A Note on Distributed Computing翻譯(二)

4 Local and Distributed Computing

The major differences between local and distributed computing concern the areas of latency, memory access, partial failure, and concurrency.1 The difference in latency is the most obvious, but in many ways is the least fundamental. The often overlooked differences concerning memory access, partial failure, and concurrency are far more difficult to explain away, and the differences concerning partial failure and concurrency make unifying the local and remote computing models impossible without making unacceptable compromises.

4.1 Latency

The most obvious difference between a local object invocation and the invocation of an operation on a remote (or possibly remote) object has to do with the latency of the two calls. The difference between the two is currently between four and five orders of magnitude, and given the relative rates at which processor speed and network latency speeds are changing, the difference in the future promises to be at best no better, and will likely be worse. It is this disparity in efficiency that is often seen as the essential difference between local and distributed computing.

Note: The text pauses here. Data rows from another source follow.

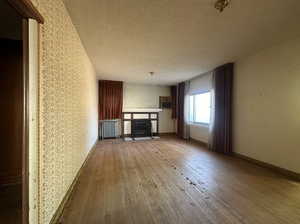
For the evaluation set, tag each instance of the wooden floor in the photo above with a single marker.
(172, 181)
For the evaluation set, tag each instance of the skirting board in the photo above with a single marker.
(56, 217)
(290, 174)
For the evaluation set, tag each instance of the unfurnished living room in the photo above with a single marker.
(150, 111)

Ignoring the difference between the performance of local and remote invocations can lead to designs whose implementations are virtually assured of having performance problems because the design requires a large amount of communication between components that are in different
address spaces and on different machines. Ignoring the difference in the time it takes to make a remote object invocation and the time it takes to make a local object invocation is to ignore one of the major design areas of an application. A properly designed application will require determining, by understanding the application being designed, what objects can be made remote and what objects must be clustered together.

The vision outlined earlier, however, has an answer to this objection. The answer is two-pronged. The first prong is to rely on the steadily increasing speed of the underlying hardware to make the difference in latency irrelevant. This, it is often argued, is what has happened to efficiency concerns having to do with everything from high level languages to virtual memory. Designing at the cutting edge has always required that the hardware catch up before the design is efficient enough for the real world. Arguments from efficiency seem to have gone out of style in software engineering, since in the past such concerns have always been answered by speed increases in the underlying hardware.

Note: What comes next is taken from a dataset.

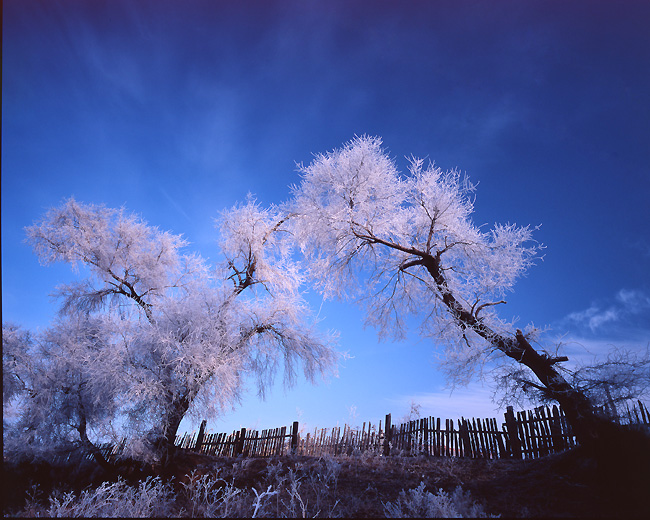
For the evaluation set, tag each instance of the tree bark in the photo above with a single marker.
(586, 424)
(166, 445)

The second prong of the reply is to admit to the need for tools that will allow one to see what the pattern of communication is between the objects that make up an application. Once such tools are available, it will be a matter of tuning to bring objects that are in constant contact to the same address space, while moving those that are in relatively infrequent contact to wherever is most convenient. Since the vision allows all objects to communicate using the same underlying mechanism, such tuning will be possible by simply altering the implementation details (such as object location) of the relevant objects. However, it is important to get the application correct first, and after that one can worry about efficiency.

Whether or not it will ever become possible to mask the efficiency difference between a local object invocation and a distributed object invocation is not answerable a priori. Fully masking the distinction would require not only advances in the technology underlying remote object invocation, but would also require changes to the general programming model used by developers.

If the only difference between local and distributed object invocations was the difference in the amount of time it took to make the call, one could strive for a future in which the two kinds of calls would be conceptually indistinguishable. Whether the technology of distributed computing has moved far enough along to allow one to plan products based on such technology would be a matter of judgement, and rational people could disagree as to the wisdom of such an approach.

However, the difference in latency between the two kinds of calls is only the most obvious difference. Indeed, this difference is not really the fundamental difference between the two kinds of calls, and that even if it were possible to develop the technology of distributed calls to an extent that the difference in latency between the two sorts of calls was minimal, it would be unwise to construct a programming paradigm that treated the two calls as essentially similar. In fact, the difference in latency between local and remote calls, because it is so obvious, has been the only difference most see between the two, and has tended to mask the more irreconcilable differences.

4.2 Memory Access

A more fundamental (but still obvious) difference between local and remote computing concerns the access to memory in the two cases—specifically in the use of pointers. Simply put, pointers in a local address space are not valid in another (remote) address space. The system can paper over this difference, but for such an approach to be successful, the transparency must be complete. Two choices exist: either all memory access must be controlled by the underlying system, or the programmer must be aware of the different types of access—local and remote. There is no inbetween.
本地和遠程計算之間更基本(但仍然明顯)的區(qū)別在于兩種情況下的內存訪問 - 特別是在使用指針時。簡單地說竭讳,本地地址空間中的指針在另一個(遠程)地址空間中無效创葡。系統(tǒng)可以克服這種差異,但要使這種方法成功绢慢,必須要完全透明灿渴。存在兩種選擇:要么所有內存訪問必須由底層系統(tǒng)控制,要么程序員必須知道訪問的不同類型——本地訪問和遠程訪問胰舆。沒有中間選擇骚露。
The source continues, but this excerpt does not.